Insured losses for natural disaster totaled $22 billion during the first six months of 2017, with the cost stemming in large part from U.S.-focused, hail, heavy winds and tornadoes. Aon Benfield’s Impact Forecasting said in a new report.

That result is actually lower than typical trends. Impact Forecasting said the number is 35 percent lower than the 10-year average of $34 billion, and 12 percent below the 17-year average of $25 billion.

“The financial toll from natural catastrophe events during the first six months of 2017 may not have been historic, but it was enough to lead to challenges for governments and the insurance industry around the world,” Steve Bowen, an Impact Forecasting director and meteorologist, said in prepared remarks.

He added this was particularly true for the U.S., where the insurance industry faced its second-costliest first half on record “following a relentless 6 months of hail-driven severe weather damage.”

Impact Forecasting’s report follows one from Munich Re released this week that said insurers paid $19.5 billion for natural disaster claims in the 2017 first half, 40 percent lower than the same period a year ago.

Overall, global economic losses from natural disasters in H1 2017 hit $53 billion, and that result is also below typical trends. The 10-year average for natural disaster-related economic losses is $122 billion, and the H1 result is a whopping 56 percent below this. The result is also 39 percent below the 17-year average of $87 billion.
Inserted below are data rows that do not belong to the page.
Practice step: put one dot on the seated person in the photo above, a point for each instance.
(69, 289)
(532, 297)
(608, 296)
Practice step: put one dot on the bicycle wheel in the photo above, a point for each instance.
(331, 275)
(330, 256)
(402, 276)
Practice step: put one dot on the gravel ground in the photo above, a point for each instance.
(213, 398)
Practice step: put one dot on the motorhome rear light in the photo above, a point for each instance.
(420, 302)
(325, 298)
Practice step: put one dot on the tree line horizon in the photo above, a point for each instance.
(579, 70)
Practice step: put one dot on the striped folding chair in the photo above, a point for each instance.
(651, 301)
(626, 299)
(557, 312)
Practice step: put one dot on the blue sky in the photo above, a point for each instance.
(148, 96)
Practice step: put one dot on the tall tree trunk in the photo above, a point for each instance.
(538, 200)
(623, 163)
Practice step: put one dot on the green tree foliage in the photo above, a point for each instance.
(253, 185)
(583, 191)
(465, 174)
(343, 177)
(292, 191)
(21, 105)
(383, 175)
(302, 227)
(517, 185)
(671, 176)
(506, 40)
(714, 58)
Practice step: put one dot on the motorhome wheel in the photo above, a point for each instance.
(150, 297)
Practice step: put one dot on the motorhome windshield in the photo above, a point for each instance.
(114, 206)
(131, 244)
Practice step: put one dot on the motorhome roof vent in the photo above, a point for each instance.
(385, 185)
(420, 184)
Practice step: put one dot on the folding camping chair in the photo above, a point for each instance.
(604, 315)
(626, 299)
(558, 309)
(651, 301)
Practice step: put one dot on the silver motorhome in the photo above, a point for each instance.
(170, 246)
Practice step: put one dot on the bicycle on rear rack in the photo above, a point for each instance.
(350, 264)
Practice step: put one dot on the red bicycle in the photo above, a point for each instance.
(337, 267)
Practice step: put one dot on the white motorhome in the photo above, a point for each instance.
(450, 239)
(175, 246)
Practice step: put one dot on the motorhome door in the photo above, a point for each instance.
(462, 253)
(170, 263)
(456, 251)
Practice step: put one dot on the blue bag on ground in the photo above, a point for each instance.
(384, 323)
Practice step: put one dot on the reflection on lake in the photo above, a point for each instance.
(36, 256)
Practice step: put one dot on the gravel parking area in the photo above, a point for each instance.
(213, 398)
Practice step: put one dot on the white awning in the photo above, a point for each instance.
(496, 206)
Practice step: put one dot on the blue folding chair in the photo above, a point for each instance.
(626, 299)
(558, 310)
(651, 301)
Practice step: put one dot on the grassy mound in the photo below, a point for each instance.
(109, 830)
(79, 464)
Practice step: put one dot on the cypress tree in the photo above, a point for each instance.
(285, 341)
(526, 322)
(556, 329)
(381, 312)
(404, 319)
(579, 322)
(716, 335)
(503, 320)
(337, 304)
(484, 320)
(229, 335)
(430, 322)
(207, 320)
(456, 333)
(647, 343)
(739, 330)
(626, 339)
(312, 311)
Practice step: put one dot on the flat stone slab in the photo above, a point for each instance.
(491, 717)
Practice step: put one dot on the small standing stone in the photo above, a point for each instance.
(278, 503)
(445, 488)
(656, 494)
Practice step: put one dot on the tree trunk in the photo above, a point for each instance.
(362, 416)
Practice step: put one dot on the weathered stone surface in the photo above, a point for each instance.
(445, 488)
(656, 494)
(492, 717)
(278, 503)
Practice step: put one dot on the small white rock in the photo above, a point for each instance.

It turns out that severe convective storm perils were the costliest disaster type in terms of economic losses in the first six months of 2017, with $26 billion in economic losses coming from U.S. storms, nearly half of the total. Severe convective storms also caused $17 billion in insured losses, 78 percent of the insured loss total. Of that number close to $16 billion came from “widespread hail, damaging straight-line winds and tornadoes in the U.S.,” Impact Forecasting said.

While natural disasters caused the deaths of at least 2,782 people through H1 2017, that’s the lowest figure since 1986. What’s more, the number is also much lower than the long-term average (1980-2016) of 40,867 fatalities. Of those H1 deaths, floods killed at least 1,806 people, Impact Forecasting noted.

According to the report, the U.S. handled 76 percent of the global losses sustained by public and private insurance entities during H1. Europe/Middle East/Africa and Asia Pacific each faced 10 percent. The rest of global insured losses landed in the Americas.

Other report findings:

  • About 42 percent of H1 global economic losses were covered by insurance. This was above both the near- and medium-term average of 32 percent.
  • Insurance take-up rates are growing in the Americas and the Asia-Pacific region.
  • The costliest natural disaster of the first six months of 2017 was a multi-week flood from mid-June into early July that hit China’s Hangtze River basin and caused more than $6.4 billino in economic losses. More than 410,000 homes were damaged or destroyed along with lots of infrastructure; many crops were also submerged.
  • Flooding in Peru from mid-January to March was the second-costliest event of H1, causing more than $3.2 billion in economic losses including damage and reconstruction costs.